Label Nutri-Level dibagi menjadi empat kategori yaitu Level A, B, C, dan D, dengan masing-masing warna yang menunjukkan tingkat kandungan GGL yang berbeda. Informasi dari label ini diharapkan dapat membantu masyarakat untuk mengenali kandungan gula dalam minuman yang mereka konsumsi. Kebijakan ini merupakan bagian dari upaya pencegahan penyakit tidak menular yang disebabkan oleh konsumsi gula, garam, dan lemak berlebihan, seperti obesitas, hipertensi, penyakit kardiovaskular, stroke, dan diabetes tipe 2.
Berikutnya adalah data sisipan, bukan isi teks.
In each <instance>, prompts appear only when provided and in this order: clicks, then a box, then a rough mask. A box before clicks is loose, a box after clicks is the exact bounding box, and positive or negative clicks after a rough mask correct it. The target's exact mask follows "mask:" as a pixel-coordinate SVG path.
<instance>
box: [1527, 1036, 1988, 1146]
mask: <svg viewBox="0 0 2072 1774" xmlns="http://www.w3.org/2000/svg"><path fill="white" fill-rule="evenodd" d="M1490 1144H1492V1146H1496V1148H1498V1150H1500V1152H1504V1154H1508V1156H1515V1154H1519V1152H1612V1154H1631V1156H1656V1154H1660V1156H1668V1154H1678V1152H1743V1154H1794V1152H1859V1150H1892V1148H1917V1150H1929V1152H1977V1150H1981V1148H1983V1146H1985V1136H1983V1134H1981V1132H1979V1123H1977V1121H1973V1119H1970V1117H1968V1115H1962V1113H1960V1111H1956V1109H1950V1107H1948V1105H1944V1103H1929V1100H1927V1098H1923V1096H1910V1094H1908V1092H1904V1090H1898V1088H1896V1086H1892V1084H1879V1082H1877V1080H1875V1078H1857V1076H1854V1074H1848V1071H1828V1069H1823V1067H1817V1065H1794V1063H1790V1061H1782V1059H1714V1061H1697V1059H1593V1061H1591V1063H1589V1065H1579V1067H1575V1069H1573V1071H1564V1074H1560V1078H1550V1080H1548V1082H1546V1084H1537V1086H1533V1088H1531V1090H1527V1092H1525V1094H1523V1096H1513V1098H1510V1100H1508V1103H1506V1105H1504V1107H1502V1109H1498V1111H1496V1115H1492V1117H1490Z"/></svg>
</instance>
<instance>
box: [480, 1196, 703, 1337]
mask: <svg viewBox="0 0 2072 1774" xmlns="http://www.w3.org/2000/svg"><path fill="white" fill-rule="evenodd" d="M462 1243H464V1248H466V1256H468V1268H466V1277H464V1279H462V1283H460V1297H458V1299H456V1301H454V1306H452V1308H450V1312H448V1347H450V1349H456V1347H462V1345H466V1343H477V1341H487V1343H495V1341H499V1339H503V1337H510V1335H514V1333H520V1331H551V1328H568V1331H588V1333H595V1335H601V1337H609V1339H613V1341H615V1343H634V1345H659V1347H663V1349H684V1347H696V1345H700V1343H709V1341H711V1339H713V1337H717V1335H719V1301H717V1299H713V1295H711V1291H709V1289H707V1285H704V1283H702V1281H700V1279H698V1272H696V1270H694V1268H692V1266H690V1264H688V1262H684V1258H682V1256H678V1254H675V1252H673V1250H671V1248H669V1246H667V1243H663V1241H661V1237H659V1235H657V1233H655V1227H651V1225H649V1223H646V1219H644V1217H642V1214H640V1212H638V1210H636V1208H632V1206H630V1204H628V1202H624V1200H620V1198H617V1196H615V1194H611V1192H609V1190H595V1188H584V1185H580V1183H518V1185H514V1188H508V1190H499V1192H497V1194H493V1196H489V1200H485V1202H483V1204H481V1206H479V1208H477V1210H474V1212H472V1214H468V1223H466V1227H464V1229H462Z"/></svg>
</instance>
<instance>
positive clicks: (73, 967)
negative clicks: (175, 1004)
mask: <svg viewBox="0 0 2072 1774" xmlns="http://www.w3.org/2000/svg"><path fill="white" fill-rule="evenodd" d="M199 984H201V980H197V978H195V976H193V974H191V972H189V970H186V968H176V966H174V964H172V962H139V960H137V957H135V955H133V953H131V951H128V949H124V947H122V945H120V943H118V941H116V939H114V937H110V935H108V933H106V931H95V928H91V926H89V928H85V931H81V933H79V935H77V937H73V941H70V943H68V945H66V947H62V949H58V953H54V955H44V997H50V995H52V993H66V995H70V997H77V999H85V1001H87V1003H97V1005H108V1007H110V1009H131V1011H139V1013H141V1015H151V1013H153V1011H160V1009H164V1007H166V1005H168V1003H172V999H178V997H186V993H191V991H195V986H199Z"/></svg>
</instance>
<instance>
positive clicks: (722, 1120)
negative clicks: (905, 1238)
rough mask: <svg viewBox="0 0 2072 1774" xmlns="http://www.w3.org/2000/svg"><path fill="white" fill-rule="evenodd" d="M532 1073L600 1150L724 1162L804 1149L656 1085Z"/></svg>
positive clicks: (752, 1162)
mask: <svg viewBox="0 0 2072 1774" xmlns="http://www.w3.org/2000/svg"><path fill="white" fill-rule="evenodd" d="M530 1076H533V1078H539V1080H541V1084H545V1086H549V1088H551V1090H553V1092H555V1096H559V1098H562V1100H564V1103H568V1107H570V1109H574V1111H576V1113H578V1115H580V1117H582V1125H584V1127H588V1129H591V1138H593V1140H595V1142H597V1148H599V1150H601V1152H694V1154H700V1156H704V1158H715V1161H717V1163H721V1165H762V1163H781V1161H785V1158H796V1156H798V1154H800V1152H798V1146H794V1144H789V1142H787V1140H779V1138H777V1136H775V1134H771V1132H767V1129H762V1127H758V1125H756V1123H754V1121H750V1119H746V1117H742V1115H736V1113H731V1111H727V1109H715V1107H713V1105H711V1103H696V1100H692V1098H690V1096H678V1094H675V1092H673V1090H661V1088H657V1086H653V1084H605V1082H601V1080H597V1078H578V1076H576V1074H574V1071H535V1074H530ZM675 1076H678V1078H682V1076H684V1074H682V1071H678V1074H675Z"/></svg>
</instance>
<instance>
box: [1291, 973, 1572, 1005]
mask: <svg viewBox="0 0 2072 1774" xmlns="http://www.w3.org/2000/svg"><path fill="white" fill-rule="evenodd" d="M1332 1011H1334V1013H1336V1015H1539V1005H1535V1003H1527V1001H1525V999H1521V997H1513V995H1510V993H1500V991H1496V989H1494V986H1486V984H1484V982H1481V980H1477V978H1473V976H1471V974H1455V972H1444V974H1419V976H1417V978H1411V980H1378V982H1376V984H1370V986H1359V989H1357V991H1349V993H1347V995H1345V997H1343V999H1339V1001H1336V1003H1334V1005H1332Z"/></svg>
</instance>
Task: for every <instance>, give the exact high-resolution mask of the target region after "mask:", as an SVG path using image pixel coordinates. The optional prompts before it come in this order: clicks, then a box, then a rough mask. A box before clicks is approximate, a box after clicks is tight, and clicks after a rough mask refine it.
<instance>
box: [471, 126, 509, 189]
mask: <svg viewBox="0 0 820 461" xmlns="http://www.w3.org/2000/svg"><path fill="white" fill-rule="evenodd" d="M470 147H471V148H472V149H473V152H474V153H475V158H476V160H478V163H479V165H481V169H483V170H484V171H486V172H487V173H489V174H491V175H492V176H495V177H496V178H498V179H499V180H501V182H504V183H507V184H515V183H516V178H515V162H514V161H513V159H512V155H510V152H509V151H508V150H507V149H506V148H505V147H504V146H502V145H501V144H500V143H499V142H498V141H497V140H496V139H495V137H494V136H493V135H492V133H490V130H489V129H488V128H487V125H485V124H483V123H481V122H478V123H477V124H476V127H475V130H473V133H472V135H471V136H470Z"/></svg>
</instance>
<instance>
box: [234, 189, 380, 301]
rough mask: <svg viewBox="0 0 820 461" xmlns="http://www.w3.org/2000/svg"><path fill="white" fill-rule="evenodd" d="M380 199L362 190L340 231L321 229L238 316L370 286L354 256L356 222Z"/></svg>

Semakin tinggi level menuju D, semakin tinggi kandungan gula, garam, dan lemak dalam produk tersebut. Pencantuman label dilakukan berdasarkan pernyataan mandiri pelaku usaha yang didukung hasil pengujian laboratorium pemerintah atau laboratorium terakreditasi. Kebijakan ini diharapkan dapat membantu masyarakat untuk membuat pilihan konsumsi makanan yang lebih sehat dan meminimalisir risiko penyakit yang berkaitan dengan konsumsi GGL berlebihan.